Friday, April 29, 2011

The Hidden Agenda of the Straits Times Editorial

Can the Straits Times (ST) honestly say that it stands neutral in the present hustings? Everyone knows that it is under the tight control and direction of the Singapore Press Holdings helmed by a former PAP deputy prime minister who is in reality the government spin doctor and the ST can best be described as a propaganda broadsheet of the PAP. Anyone with any article critical of the government or its leaders aspiring to find printing of it in the ST will invariably come up against a wall of courteous denial, as the famous author Catherine Lim experienced recently when she sent a satirical letter about the comical Minister Mentor to the ST for airing in its Forum.

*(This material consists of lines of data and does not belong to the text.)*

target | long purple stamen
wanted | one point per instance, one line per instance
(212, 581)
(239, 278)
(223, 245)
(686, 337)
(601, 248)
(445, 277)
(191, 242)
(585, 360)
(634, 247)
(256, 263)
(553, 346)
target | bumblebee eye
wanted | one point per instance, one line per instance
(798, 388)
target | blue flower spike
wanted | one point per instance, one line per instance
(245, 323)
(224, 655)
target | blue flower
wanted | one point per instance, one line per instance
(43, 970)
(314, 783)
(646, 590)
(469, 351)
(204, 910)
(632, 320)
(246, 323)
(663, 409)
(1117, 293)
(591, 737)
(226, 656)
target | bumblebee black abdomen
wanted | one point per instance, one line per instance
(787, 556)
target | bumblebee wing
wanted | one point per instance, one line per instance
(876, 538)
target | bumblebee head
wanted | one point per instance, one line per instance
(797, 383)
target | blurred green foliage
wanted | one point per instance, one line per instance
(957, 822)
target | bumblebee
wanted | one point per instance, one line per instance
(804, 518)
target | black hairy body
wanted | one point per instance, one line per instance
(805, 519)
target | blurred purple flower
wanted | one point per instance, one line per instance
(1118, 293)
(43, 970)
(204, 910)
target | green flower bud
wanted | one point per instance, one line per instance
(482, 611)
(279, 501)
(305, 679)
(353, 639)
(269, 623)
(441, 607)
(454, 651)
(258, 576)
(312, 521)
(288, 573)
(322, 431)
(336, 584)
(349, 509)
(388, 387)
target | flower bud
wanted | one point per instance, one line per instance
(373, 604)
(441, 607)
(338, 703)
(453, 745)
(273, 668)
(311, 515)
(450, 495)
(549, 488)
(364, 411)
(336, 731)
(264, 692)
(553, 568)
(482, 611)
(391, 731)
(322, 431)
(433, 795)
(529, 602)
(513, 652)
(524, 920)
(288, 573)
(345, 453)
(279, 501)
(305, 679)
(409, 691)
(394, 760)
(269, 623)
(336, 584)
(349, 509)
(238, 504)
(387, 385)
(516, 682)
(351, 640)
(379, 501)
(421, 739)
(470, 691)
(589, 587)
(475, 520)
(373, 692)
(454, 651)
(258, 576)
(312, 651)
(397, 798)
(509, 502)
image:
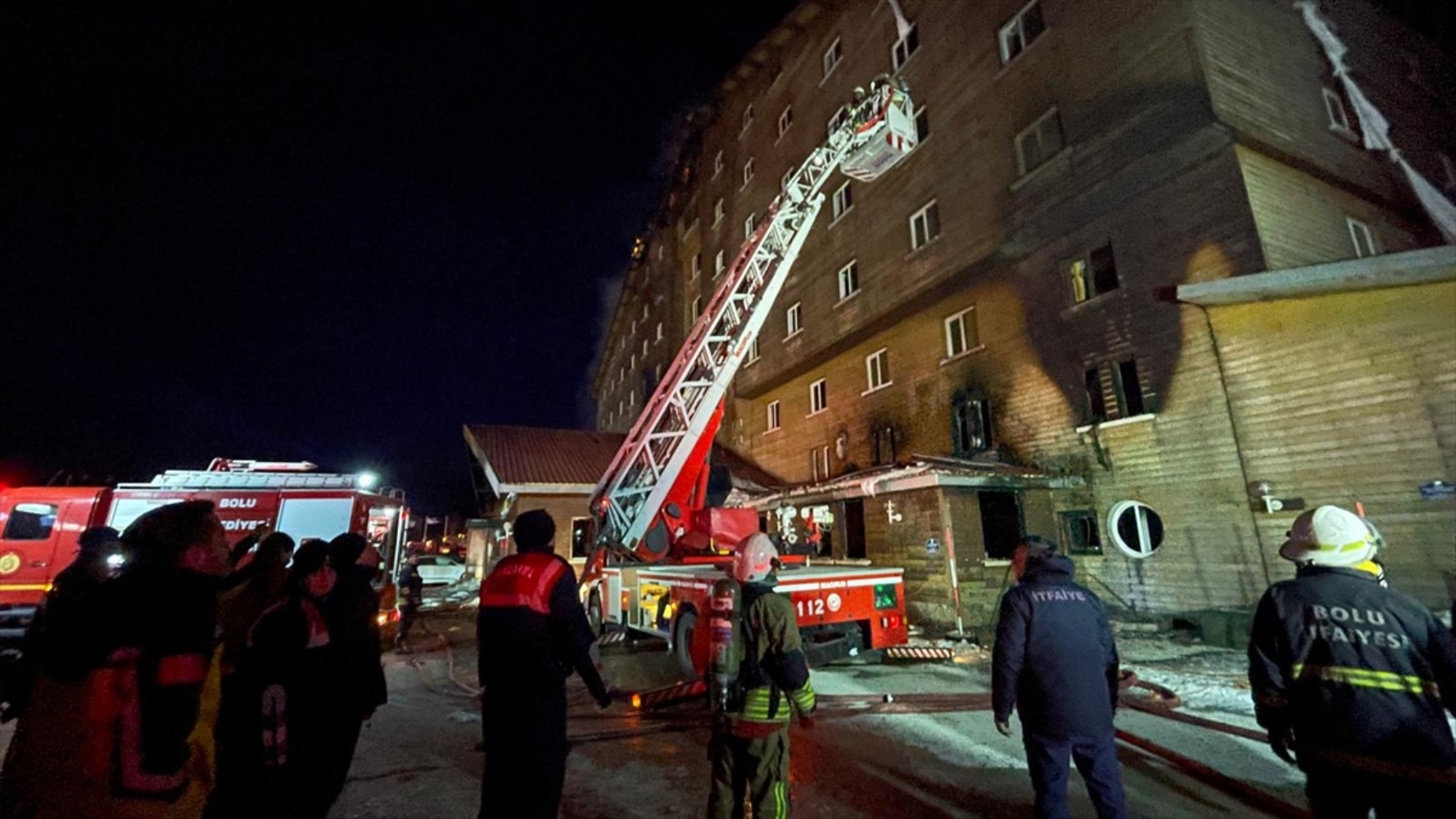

Let's examine the implication of the ST editorial :GE 2011. What do voters really want? What does it try to imply by saying that the voter cannot vote for the opposition with the assurance that PAP will be returned to power in any case? It is a given that, with the present political state, the PAP will be returned to power but perhaps with a reduced majority. Is not the ST calling on the voters not to vote the opposition? It shows the ST is treading on questionable ground as a national newspaper supposedly dedicated to an objective presentation of news to the public. A blind man can easily discern that this is hardly objective by no stretch of imagination,

Next the editor cannot resist the temptation of touching on the hotly contested Aljunied GRC which is being closely watched by not only the public and voters but also the PAP leaders as well as the opposition. To expect the editor to present an objective and impartial view of the electoral fray in Aljunied GRC may be somewhat unrealistic. He insinuated that a Workers' Party (WP) victory will not be cost-free. The so-called exquisite quality of the PAP team is given great play, especially the team leader Foreign Minister George Yeo. He is being put in the same distinguished category of the late Foreign Minister S. Rajaratnam. The editor asked if Singapore would have been better off if Mr. S. Rajaratnam, Singapore's first Foreign Minister, had been defeated in the 1963 GE as he almost was. The answer is given as an obvious no.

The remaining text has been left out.